Grants and Contributions:

Grant or Award spanning more than one fiscal year. (2017-2018 to 2022-2023)

I have spent much of my research career investigating optimal designs that are practically applicable in the real world. My research interests continue to be in constructing optimal designs, while dealing with various practical challenges. Building on my prior work, I plan to further work on building response adaptive designs for binary responses. The project concerns the role of statistical design, modelling, and analysis in quality experiments with repeated measures data. The primary purpose of this project is to continue the development of new statistical tools and methods that address real issues of concern in empirical scientific research.

Traditionally, optimal design literature has focused on achieving a single objective, namely minimizing the mean square error of the estimated effects. However, considering significant benefits attainable by having multiple objectives satisfied, I find that there is really no going back to the tradition. More research is needed to build optimal designs for small samples adaptively on responses, placing efforts to reassess the optimality and allocating more patients to beneficial treatment(s). As well, response adaptive designs with continuous responses can be benefited by accommodating possible solutions on issues such as measurement errors and missing data methods.

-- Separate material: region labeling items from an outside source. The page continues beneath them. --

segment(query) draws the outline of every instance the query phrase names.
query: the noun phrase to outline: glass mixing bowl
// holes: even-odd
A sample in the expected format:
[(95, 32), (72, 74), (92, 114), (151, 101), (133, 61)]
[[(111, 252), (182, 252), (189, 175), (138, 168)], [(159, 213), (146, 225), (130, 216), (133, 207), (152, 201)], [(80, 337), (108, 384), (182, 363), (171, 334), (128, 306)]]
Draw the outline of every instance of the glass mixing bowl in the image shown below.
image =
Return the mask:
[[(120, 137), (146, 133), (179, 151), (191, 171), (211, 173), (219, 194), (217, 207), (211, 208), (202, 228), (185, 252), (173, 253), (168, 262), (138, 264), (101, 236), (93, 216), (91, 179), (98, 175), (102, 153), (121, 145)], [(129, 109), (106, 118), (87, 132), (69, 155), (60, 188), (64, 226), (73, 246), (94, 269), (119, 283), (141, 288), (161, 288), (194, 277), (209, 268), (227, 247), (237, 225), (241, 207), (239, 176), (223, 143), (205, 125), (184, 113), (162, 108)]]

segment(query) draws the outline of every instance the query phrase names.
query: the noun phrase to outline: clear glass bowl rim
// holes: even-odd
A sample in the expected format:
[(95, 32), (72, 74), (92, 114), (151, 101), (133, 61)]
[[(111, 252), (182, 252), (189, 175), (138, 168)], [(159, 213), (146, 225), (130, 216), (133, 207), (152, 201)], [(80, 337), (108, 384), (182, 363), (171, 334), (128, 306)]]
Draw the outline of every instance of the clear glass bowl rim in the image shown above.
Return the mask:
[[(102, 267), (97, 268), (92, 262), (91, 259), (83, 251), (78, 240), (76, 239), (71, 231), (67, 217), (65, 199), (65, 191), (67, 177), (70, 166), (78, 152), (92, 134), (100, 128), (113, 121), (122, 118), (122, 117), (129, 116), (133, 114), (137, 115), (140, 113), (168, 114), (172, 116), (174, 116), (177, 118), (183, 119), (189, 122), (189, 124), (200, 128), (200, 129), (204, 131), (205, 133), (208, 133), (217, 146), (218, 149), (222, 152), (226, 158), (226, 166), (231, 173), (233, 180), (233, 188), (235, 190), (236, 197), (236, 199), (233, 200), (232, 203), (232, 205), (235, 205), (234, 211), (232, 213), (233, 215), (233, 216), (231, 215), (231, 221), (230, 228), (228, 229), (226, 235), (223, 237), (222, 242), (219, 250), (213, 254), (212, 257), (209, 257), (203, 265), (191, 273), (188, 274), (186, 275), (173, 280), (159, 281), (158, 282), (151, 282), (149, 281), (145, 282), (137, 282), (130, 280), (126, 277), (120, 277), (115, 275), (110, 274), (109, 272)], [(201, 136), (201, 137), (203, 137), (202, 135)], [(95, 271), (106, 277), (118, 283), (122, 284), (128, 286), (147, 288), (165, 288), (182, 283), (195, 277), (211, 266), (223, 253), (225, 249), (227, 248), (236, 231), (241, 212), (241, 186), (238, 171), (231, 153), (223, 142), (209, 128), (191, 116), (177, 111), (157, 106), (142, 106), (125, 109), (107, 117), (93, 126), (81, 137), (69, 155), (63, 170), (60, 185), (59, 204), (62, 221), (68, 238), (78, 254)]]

In our recent work “Multiple-objective response adaptive repeated measure designs in clinical trials for binary responses”, we discussed unique properties in binary designs that arise due to the error matrix being dependent on the parameters. No doubt, this dependency can play a significant role in the resulting optimal design. Misspecification of a covariance matrix may impact the design efficiency, and it will be a focus in this part of my research. Because these experimentations are usually expensive, emphasis is given to techniques and strategies which minimize experimental effort, and maximize information gained from analysis of the results. This research will construct designs that are robust to various experimental conditions with better understanding of possible conflicts between statistical and practical optimality. The foundations of practical optimal designs will be further developed. A variety of other statistical techniques to deal with real issues with repeated measures data will be explored and developed.